Archive for big data

Technical Books I’m Reading

A Shelf of Technical Books

I try to keep current on technology. As weird as it may seem, to be an IT industry analyst, you don’t have to know much about technology. You can understand the market without knowing the technology that drives it. It’s limiting but possible.

To really understand IT customers – truly grok them – you need to live a bit in their world. It is my belief that understanding technology provides insights into the market.

More importantly, I like information technology, programming, and and all things geeky. It was my profession for many years before moving to the business side and my heart is still there. So, it is for myself as much as my clients and audience that I continue to go deep in technology.

I have also recently discovered Humble Bundle. They make collections of e-books, comics, and games available for a very low price and donate much of the proceeds to various charities. You can donate as little as US$1.00 and get four or five books. Check them out. They’re awesome.

Subsequently, I have been feasting on technical books on a variety of subjects. Besides my usual array of technology sites and news, here’s what I have been reading.

  • Head First Data Analysis, Michael Milton, O’Reilly – Semi-technical, accessible, introduction to the concepts of data science.
  • Doing Data Science, Cathy O’Neil and Rachel Schutt, O’Reilly – A more in-depth exploration of the process of data science.
  • Think Bayes, Allen B. Downey, O’Reilly – Tutorial on Bayesian statistics.
  • Think Stats, Allen B. Downey, O’Reilly – Tutorial on classical statistics.
  • Mastering Docker 2nd edition, Russ McKendrick and Scott Gallagher, Packt – Both introductory and advanced Docker concepts. Good starter for the budding container enthusiast.
  • Getting Started with Kubernetes, Jonathan Baier, Packt – Introduction and tutorial for Kubernetes.
  • Blockchain Basics: A Non-Technical Introduction in 25 Steps, Daniel Drescher, Packt – ntroduction to Blockchain. The non-traditional style was hard for me to get used to.
  • Mastering Blockchain, Imran Bashir, Packt – More traditional and in-depth introduction to Blockchain and major implementations of it such as Bitcoin and Ethereum. I’m reading this now.

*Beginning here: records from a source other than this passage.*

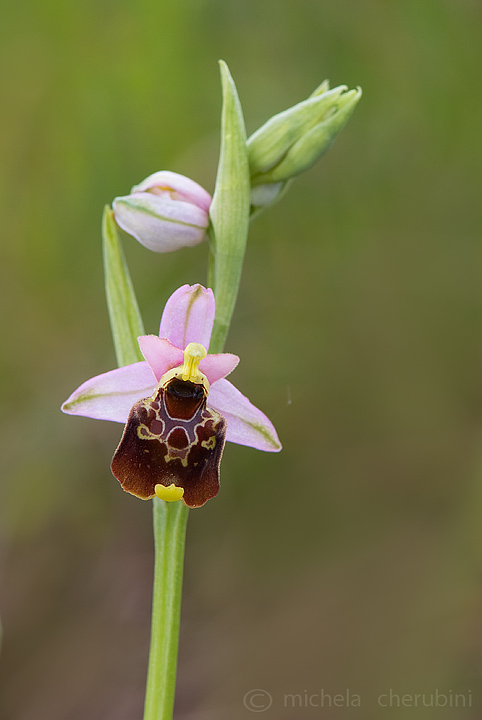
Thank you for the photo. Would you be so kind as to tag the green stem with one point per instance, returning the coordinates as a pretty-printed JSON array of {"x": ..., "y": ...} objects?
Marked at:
[{"x": 169, "y": 538}]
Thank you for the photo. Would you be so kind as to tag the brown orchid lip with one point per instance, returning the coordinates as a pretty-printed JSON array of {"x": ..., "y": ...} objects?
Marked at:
[{"x": 172, "y": 445}]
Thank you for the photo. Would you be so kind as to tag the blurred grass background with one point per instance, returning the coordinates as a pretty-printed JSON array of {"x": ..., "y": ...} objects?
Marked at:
[{"x": 352, "y": 559}]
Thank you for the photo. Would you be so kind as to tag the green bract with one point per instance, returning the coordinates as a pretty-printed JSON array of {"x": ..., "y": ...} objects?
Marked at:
[{"x": 229, "y": 212}]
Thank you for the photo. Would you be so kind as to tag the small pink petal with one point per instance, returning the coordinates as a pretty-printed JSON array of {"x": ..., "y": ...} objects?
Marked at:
[
  {"x": 111, "y": 395},
  {"x": 246, "y": 424},
  {"x": 160, "y": 354},
  {"x": 218, "y": 366},
  {"x": 188, "y": 316},
  {"x": 185, "y": 187}
]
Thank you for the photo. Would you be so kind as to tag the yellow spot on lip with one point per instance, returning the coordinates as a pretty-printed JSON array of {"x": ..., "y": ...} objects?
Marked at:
[{"x": 170, "y": 493}]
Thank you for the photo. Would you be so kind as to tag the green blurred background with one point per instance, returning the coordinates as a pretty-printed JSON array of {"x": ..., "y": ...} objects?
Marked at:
[{"x": 350, "y": 561}]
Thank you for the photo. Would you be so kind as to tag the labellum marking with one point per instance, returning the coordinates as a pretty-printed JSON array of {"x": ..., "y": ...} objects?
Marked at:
[{"x": 172, "y": 442}]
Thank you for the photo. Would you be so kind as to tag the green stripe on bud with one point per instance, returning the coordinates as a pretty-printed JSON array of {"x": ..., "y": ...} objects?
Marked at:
[{"x": 295, "y": 139}]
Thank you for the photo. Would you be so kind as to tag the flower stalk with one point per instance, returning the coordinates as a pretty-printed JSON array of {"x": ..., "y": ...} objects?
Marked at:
[
  {"x": 169, "y": 519},
  {"x": 169, "y": 539}
]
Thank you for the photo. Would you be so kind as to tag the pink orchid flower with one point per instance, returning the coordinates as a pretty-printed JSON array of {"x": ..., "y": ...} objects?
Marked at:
[
  {"x": 177, "y": 405},
  {"x": 166, "y": 211}
]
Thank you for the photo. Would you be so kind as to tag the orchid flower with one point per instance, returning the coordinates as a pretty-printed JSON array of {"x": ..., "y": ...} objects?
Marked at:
[
  {"x": 166, "y": 211},
  {"x": 177, "y": 405}
]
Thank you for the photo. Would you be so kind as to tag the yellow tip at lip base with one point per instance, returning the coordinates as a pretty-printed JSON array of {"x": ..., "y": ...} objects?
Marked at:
[
  {"x": 170, "y": 493},
  {"x": 193, "y": 354}
]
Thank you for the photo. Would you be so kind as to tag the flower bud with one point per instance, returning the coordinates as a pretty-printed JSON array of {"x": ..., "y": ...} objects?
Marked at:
[
  {"x": 166, "y": 211},
  {"x": 295, "y": 139}
]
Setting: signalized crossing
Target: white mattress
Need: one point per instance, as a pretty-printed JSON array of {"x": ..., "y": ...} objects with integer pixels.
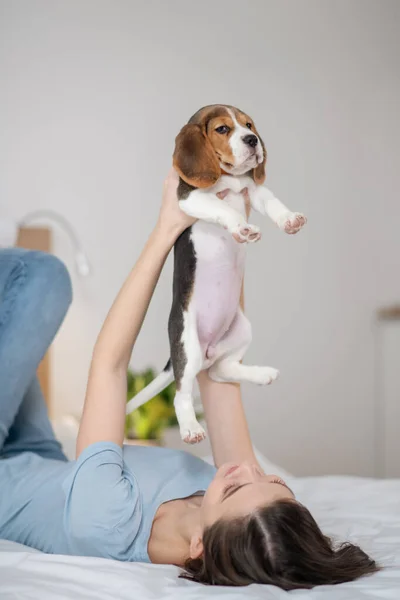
[{"x": 361, "y": 510}]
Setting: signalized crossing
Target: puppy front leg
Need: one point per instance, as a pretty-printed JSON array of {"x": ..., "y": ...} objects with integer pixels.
[
  {"x": 208, "y": 207},
  {"x": 264, "y": 201}
]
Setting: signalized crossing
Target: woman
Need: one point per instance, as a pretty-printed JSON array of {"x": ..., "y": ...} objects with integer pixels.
[{"x": 231, "y": 526}]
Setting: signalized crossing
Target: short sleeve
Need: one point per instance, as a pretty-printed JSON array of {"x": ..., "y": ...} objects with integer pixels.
[{"x": 103, "y": 508}]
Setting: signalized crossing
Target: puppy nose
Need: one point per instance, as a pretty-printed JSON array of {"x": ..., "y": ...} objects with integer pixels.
[{"x": 251, "y": 140}]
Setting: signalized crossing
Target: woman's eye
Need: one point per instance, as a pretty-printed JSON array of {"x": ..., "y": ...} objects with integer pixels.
[
  {"x": 229, "y": 488},
  {"x": 222, "y": 129}
]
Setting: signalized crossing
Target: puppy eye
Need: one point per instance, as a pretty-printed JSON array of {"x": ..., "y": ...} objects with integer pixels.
[{"x": 222, "y": 129}]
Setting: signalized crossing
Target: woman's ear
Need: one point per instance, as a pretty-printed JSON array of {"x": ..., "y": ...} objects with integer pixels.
[
  {"x": 194, "y": 157},
  {"x": 259, "y": 170},
  {"x": 196, "y": 548}
]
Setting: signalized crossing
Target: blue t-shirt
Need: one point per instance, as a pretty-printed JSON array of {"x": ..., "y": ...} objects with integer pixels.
[{"x": 102, "y": 504}]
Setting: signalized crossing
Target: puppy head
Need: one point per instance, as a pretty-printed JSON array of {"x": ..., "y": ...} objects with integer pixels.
[{"x": 218, "y": 139}]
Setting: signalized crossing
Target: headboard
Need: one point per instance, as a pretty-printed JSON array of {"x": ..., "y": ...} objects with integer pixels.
[{"x": 39, "y": 238}]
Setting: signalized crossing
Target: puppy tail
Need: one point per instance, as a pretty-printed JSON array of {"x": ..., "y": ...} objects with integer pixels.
[{"x": 155, "y": 387}]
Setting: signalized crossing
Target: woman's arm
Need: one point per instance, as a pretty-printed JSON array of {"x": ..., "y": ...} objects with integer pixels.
[{"x": 103, "y": 416}]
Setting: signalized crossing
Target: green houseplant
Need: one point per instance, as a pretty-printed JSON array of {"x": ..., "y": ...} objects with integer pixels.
[{"x": 149, "y": 420}]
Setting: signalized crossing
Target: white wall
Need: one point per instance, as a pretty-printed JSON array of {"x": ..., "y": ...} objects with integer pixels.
[{"x": 93, "y": 93}]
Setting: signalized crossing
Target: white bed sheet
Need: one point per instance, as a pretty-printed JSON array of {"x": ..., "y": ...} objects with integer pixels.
[{"x": 362, "y": 510}]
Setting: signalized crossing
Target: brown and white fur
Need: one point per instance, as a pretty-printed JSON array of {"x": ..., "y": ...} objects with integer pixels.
[{"x": 220, "y": 152}]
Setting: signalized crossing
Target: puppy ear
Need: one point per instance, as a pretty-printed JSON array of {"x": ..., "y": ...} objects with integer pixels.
[
  {"x": 259, "y": 171},
  {"x": 194, "y": 157}
]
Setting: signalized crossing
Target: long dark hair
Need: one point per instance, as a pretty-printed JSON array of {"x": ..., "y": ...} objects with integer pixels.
[{"x": 280, "y": 544}]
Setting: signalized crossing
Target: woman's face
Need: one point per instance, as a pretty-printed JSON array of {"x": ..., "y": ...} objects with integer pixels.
[{"x": 239, "y": 489}]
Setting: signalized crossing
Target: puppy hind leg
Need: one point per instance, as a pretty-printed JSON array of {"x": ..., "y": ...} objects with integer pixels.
[
  {"x": 231, "y": 350},
  {"x": 187, "y": 362}
]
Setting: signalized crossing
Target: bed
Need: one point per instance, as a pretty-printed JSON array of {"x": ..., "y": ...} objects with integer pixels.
[{"x": 362, "y": 510}]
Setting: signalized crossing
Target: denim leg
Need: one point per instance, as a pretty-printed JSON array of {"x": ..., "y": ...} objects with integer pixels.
[{"x": 35, "y": 292}]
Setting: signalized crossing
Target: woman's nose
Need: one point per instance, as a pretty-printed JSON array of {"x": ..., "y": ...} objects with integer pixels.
[{"x": 251, "y": 470}]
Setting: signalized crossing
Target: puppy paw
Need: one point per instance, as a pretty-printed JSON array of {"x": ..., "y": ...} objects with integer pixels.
[
  {"x": 246, "y": 233},
  {"x": 192, "y": 433},
  {"x": 265, "y": 375},
  {"x": 291, "y": 222}
]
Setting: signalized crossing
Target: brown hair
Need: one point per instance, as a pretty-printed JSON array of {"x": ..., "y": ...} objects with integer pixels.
[{"x": 280, "y": 544}]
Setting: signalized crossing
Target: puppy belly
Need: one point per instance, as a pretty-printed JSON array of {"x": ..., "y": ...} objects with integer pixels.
[
  {"x": 220, "y": 264},
  {"x": 216, "y": 297}
]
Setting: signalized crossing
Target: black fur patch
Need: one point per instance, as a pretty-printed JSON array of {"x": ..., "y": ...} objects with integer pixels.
[
  {"x": 184, "y": 270},
  {"x": 184, "y": 189}
]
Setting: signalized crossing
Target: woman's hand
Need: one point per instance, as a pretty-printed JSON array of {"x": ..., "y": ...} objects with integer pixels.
[{"x": 172, "y": 219}]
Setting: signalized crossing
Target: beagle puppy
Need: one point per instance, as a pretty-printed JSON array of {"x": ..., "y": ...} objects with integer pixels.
[{"x": 219, "y": 151}]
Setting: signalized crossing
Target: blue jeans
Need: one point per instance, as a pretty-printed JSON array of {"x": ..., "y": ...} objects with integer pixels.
[{"x": 35, "y": 293}]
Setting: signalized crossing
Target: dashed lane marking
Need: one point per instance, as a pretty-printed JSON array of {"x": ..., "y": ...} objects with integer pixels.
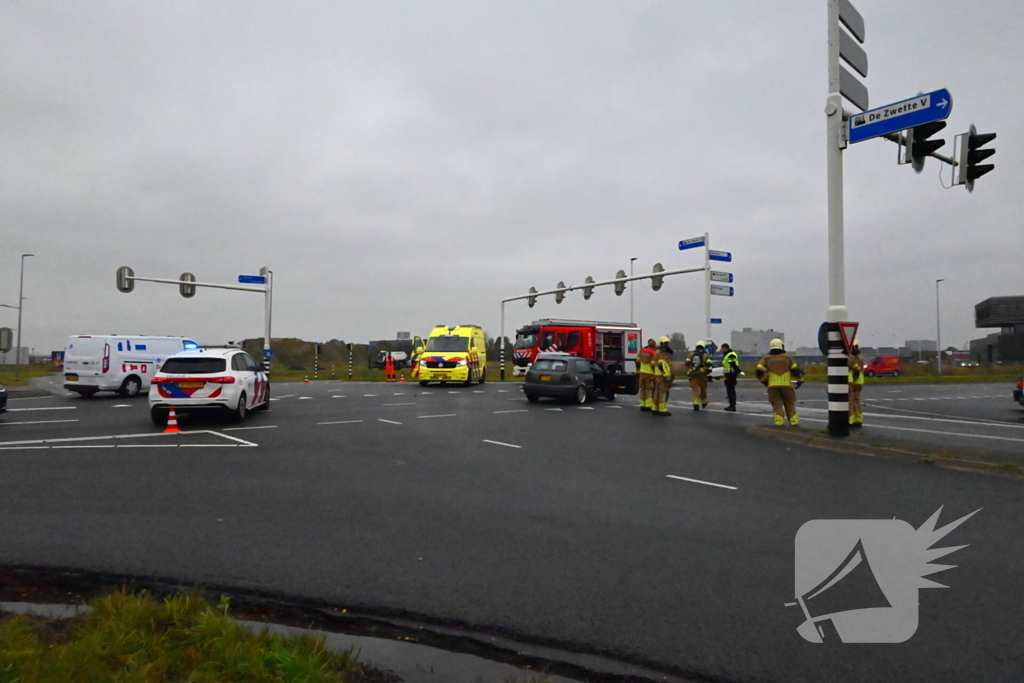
[
  {"x": 510, "y": 445},
  {"x": 707, "y": 483}
]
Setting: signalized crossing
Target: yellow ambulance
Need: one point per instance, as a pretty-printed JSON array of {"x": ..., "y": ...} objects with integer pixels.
[{"x": 457, "y": 353}]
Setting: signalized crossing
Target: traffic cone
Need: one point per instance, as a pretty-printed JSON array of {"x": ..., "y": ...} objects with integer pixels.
[{"x": 172, "y": 423}]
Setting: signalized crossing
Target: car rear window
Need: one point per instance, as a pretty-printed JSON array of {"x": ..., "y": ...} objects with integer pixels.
[
  {"x": 194, "y": 366},
  {"x": 551, "y": 365}
]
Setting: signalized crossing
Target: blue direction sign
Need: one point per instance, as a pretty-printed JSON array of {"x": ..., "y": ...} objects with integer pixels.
[{"x": 898, "y": 116}]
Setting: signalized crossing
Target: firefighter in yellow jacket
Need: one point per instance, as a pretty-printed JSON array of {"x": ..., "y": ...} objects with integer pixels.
[
  {"x": 645, "y": 359},
  {"x": 664, "y": 375},
  {"x": 855, "y": 378},
  {"x": 775, "y": 371},
  {"x": 697, "y": 369}
]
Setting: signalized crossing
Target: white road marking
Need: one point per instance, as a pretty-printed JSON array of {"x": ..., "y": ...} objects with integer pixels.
[
  {"x": 707, "y": 483},
  {"x": 510, "y": 445}
]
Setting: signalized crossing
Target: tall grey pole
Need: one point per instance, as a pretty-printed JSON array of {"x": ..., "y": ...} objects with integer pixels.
[
  {"x": 938, "y": 326},
  {"x": 839, "y": 397},
  {"x": 20, "y": 305},
  {"x": 707, "y": 289},
  {"x": 631, "y": 289}
]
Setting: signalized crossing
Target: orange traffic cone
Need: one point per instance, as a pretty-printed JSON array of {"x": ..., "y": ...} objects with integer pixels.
[{"x": 172, "y": 423}]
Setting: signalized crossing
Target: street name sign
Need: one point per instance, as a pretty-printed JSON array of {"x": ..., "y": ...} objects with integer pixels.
[{"x": 899, "y": 116}]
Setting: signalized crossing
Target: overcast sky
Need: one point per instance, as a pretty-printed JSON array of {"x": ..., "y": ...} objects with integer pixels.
[{"x": 404, "y": 164}]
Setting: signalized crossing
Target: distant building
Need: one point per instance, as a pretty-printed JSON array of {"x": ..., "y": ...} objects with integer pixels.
[
  {"x": 754, "y": 342},
  {"x": 1008, "y": 344}
]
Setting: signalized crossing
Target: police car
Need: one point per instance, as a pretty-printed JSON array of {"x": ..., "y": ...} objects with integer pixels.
[{"x": 209, "y": 379}]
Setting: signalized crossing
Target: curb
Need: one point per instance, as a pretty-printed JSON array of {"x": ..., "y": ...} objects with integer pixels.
[{"x": 925, "y": 456}]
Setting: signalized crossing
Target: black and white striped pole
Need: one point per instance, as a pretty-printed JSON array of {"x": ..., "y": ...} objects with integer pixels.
[{"x": 839, "y": 387}]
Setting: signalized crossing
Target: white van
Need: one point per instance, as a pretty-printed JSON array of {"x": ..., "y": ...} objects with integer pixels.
[{"x": 117, "y": 363}]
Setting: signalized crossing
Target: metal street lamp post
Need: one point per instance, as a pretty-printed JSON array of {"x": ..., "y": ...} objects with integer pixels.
[
  {"x": 938, "y": 327},
  {"x": 20, "y": 305},
  {"x": 631, "y": 289}
]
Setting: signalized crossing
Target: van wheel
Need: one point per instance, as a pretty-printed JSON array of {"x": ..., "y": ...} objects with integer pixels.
[
  {"x": 130, "y": 387},
  {"x": 239, "y": 414}
]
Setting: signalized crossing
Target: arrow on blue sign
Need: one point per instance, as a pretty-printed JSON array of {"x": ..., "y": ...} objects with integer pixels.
[{"x": 898, "y": 116}]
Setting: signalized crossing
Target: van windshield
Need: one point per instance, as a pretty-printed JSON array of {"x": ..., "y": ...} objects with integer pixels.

I’ve got a lot of books coming up – I bought 41 of them for something like US$35 – including a set of Java books, and more on Cloud, Data Science, and Blockchain/Bitcoin. There’s a book on OpenStack that looks interesting. R in a Nutshell, Thoughtful Machine Learning with Python, and Java 8 Lambdas are all possibilities too. That assumes that Humble Bundle doesn’t wave something interesting in my face. I almost bought the last Python bundle but resisted. Oh, and I have a ton of Linux books waiting in the wings too.

Of course, the group above tracks my current interests. I’ve been writing code in Java since the 1990s when Java v1.0 was mostly a associated with adding applets to websites. Cloud, Containers, DevOps, Blockchain, and Data Science are top of mind for me professionally and the IT community as a whole. These books talk to the everyday work of developers which is what interests me the most.

So, I’m more than happy to settle in with a good book so long as it’s techy.

Machine Learning May Help Developers

IDE Pictures

This blog was originally published on the Amalgam Insights website.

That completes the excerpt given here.